The Top Five “Game Changers” in Vaccinology: Toward Rational and Directed Vaccine Development

Richard B Kennedy 1,,2, Gregory A Poland 1,,2,
PMCID: PMC3166183  PMID: 21815811

Abstract

Despite the tremendous success of the classical “isolate, inactivate, and inject” approach to vaccine development, new breakthroughs in vaccine research are increasingly reliant on novel approaches that incorporate cutting edge technology and advances in innate and adaptive immunology, microbiology, virology, pathogen biology, genetics, bioinformatics, and many other disciplines in order to: (1) deepen our understanding of the key biological processes that lead to protective immunity, (2) observe vaccine responses on a global, systems level, and (3) directly apply the new knowledge gained to the development of next-generation vaccines with improved safety profiles, enhanced efficacy, and even targeted utility in select populations. Here we highlight five key components foundational to vaccinomics efforts: applied immunogenomics, next generation sequencing and other cutting-edge “omics” technologies, advanced bioinformatics and analysis techniques, and finally, systems biology applied to immune profiling and vaccine responses. We believe these “game changers” will play a critical role in moving us toward the rational and directed development of new vaccines in the 21st century.

Introduction

Public health services including the availability of vaccines, has appropriately been based on a vision of population-wide access. Although encouraging and enabling wide-spread access to life-saving vaccines, this one size fits all approach has ignored person-to-person, and even population-to-population-based differences in vaccine outcomes. We believe that understanding these differences are key to future advancements in vaccinology. Furthermore, although empiric vaccine development has served us well in the past, conventional vaccinology is currently facing a number of difficult challenges that requires us to move beyond the historical paradigm of “isolate, inactivate, and inject.” Successful vaccines for some pathogens, particularly hypervariable viruses and complex bacteria and parasites such as HIV, malaria, and tuberculosis still elude us, whereas vaccines for other pathogens (influenza) require yearly reformulation and repeat immunization. In addition, many tropical diseases (leishmaniasis, schistosomiasis, amebiasis) have been neglected by vaccine research, and the threat of emerging pathogens must also be considered. In many cases we do not have well-defined correlates of protection, or even a detailed understanding of what immune pathways are protective, or how pathogens might interfere with immunity. Over the last several decades increased public scrutiny of vaccine safety has raised the bar for what constitutes acceptable risk with serious implications for both vaccine design and for development costs. We believe that the emerging field of vaccinomics will address many of these current challenges and provide valuable knowledge to supplement current vaccine strategies and concepts, allowing us to enhance public health services and address vaccine response heterogeneity, thus serving both entire populations (through newer, and/or safer vaccines) and specific groups of individuals (through individualized medicine approaches).

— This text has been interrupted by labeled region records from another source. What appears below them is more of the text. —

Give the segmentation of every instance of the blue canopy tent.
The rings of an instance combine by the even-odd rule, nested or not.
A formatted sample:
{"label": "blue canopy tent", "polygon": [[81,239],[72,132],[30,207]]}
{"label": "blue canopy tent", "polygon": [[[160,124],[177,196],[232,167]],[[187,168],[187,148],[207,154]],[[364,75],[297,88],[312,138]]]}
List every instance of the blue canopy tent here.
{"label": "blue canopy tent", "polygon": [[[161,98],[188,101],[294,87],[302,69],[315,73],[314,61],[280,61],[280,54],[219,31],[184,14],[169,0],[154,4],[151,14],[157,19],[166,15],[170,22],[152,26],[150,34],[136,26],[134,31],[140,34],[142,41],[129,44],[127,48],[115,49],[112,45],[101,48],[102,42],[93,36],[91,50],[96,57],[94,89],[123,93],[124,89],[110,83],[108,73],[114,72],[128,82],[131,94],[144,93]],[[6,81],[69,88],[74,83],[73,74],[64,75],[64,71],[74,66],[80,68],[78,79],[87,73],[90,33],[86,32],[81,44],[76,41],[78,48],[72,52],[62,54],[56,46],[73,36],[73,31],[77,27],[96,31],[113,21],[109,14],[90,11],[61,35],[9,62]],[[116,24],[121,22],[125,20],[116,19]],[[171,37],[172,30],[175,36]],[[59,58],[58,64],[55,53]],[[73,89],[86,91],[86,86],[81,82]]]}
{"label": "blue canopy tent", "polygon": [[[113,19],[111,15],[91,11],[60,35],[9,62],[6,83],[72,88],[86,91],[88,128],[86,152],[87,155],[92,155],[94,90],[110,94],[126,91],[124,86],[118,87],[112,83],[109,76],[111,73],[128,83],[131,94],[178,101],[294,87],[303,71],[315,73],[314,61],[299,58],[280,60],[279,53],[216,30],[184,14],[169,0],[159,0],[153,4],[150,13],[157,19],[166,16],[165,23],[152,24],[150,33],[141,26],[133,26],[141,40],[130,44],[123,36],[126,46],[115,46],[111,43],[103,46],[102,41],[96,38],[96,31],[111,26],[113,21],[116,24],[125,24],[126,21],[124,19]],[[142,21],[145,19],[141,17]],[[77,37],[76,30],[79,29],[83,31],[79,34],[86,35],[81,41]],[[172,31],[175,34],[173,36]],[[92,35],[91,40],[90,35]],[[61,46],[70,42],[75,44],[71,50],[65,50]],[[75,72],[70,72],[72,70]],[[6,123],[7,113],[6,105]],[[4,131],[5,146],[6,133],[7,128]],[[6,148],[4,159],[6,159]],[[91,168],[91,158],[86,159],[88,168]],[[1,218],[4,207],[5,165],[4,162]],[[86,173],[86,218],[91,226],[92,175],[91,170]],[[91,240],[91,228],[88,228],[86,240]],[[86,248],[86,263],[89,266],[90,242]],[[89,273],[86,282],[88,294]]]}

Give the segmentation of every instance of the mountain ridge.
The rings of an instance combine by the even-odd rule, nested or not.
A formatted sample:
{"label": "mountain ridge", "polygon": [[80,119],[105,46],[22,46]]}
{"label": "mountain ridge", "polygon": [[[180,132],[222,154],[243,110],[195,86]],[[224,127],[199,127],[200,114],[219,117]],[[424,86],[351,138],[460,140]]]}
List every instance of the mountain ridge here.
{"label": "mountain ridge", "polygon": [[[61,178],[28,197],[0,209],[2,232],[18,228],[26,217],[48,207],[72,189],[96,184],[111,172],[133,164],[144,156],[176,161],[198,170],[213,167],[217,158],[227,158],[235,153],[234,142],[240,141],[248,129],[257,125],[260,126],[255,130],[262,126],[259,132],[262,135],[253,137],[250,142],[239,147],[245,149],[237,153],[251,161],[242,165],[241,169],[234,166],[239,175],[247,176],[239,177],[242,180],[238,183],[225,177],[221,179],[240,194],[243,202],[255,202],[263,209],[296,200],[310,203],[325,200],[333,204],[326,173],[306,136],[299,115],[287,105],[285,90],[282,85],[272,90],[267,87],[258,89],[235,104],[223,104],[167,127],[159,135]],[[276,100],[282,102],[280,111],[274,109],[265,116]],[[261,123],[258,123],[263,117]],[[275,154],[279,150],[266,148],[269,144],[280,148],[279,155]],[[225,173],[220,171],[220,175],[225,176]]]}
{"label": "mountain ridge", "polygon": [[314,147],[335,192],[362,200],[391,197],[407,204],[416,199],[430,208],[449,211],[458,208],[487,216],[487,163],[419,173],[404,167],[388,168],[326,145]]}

We originally introduced the term “vaccinomics” to mean the application of immunogenetics and immunogenomics to the study of vaccine-induced immune responses (Poland et al., 2007). Subsequently, we have broadened the term to encompass the broader concept of understanding the mechanisms behind heterogeneity in host response to vaccination in order to rationally design new and effective vaccines (Haralambieva and Poland, 2010; Poland and Oberg, 2010; Poland et al., 2009). This expanded definition is now increasingly pertinent due to a suite of cutting edge techniques, approaches, and concepts such as: reverse immunology, systems biology, immune profiling, functional studies of genetic associations, comprehensive “omics” technologies, fully sequenced pathogen genomes, host–pathogen interaction studies, as well as advanced bioinformatics and computational modeling.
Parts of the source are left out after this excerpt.